Similarly let $y_1,\ldots,y_m$ be observations from a normal distribution with mean $0$ and s.d $s_2$.
Find the combined likelihood.
I've written down the joint likelihood of the $x$ observations multiplied by the joint likelihood of the $y$ observations. I don't think this is correct however. Many thanks
That is correct if $(x_1,\ldots,x_n)$ is independent of $(y_1,\ldots,y_n)$.
For the following to be valid, one must assume all $n+m$ observations are independent.
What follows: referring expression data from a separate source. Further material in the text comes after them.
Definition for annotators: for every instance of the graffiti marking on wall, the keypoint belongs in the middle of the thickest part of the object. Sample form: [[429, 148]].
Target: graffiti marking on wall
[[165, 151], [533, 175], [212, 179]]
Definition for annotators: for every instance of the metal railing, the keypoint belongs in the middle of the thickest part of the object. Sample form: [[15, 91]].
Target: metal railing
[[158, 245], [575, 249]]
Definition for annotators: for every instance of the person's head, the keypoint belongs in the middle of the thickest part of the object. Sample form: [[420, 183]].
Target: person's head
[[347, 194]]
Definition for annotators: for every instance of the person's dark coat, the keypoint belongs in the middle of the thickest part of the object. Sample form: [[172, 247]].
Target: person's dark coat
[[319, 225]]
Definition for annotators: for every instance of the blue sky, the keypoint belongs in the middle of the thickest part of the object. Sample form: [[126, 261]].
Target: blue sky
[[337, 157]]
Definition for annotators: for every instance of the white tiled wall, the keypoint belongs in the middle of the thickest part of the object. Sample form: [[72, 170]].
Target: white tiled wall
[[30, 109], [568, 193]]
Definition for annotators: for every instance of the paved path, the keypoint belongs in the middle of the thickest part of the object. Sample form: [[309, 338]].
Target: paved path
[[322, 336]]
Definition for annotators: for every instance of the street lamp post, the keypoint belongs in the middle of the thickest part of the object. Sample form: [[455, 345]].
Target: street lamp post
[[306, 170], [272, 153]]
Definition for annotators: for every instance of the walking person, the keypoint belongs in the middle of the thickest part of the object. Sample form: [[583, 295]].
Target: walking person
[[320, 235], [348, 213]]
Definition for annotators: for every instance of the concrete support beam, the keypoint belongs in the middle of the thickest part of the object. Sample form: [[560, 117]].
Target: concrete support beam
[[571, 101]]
One has \begin{align} L(s_1,s_2) & = \prod_{i=1}^n \left(\frac1{\sqrt{2\pi}\,s_1} \exp\left(\frac{-1}2 \left( \frac{x_i}{s_1} \right)^2 \right)\right) \prod_{j=1}^n \left(\frac1{\sqrt{2\pi}\,s_2} \exp\left(\frac{-1}2 \left( \frac{y_j}{s_2} \right)^2 \right)\right) \\[10pt] & = \frac 1 {(2\pi)^{n+m} s_1^n s_2^m} \exp\left( \frac{-1}2 \left( \frac 1 {s_1^2} \sum_{i=1}^n x_i^2 + \frac 1 {s_2^2} \sum_{j=1}^m y_j^2 \right) \right), \end{align} so $$ \ell(s_1,s_2) = -n\log s_1 - m \log s_2 -\frac 1 2\left( \frac A{s_1^2} + \frac B {s_2^2} \right) + \text{constant} $$ where $A$ and $B$ are of course the sums of squares of the $x$s and $y$s.
PS in response to comments: Under the null hypothesis of equal variances, the log-likelihood is $$ \ell(s) = -(n+m)\log s -\frac 1 2 \left( \frac{A+B}{s^2} \right). $$ Then we have $$ \ell'(s) = \frac{-(n+m)}s + \frac{A+B}{s^3} = \frac{A+B-s^2(n+m)}{s^3} \begin{cases} >0 & \text{if }s^2<\frac{A+B}{n+m}, \\[10pt] = 0 & \text{if }s^2=\frac{A+B}{n+m}, \\[10pt] <0 & \text{if }s^2>\frac{A+B}{n+m}. \end{cases} $$ Therefore the MLE under the null hypothesis is $\widehat{s}= \sqrt{\frac{A+B}{n+m}}$. We have $$ \ell(\widehat{s}) = -(n+m)\log\widehat{s} - \frac 1 2 \frac{A+B}{\widehat{s}^2} = -\frac{n+m}2 \log\frac{A+B}{n+m} - \frac 1 2 \frac{A+B}{\left(\frac{A+B}{n+m}\right)}. \tag 1 $$ Under the alternative hypothesis we have $\widehat{s}_1=\sqrt{A/n}$ and $\widehat{s}_2=\sqrt{B/m}$, and then \begin{align} \ell(\widehat{s}_1,\widehat{s}_2) & = -n\log\widehat{s}_1-m\log\widehat{s}_2 -\frac 1 2 \left( \frac{A}{\widehat{s}_1^2} + \frac{B}{\widehat{s}_2^2}\right) \\[10pt] & = -\frac n 2 \log\frac A n - \frac m 2 \log \frac B m - \frac 1 2\left(\frac A {A/n} + \frac B {B/m} \right) . \tag 2 \end{align} Subtracting $(2)$ from $(1)$ we get the logarithm of the likelihood ratio: $$ -\frac{n+m} 2 \log\frac{A+B}{n+m} + \frac n 2 \log\frac A n + \frac m 2 \log \frac B m + \text{terms not depending on $A$ and $B$}. $$ It is easy (if a bit tedious) to show that this is a monotone function of $$ \frac{A/n}{B/m} $$ and that has an F-distribution with $n$ and $m$ degrees of freedom. You reject if this is either too big or too small.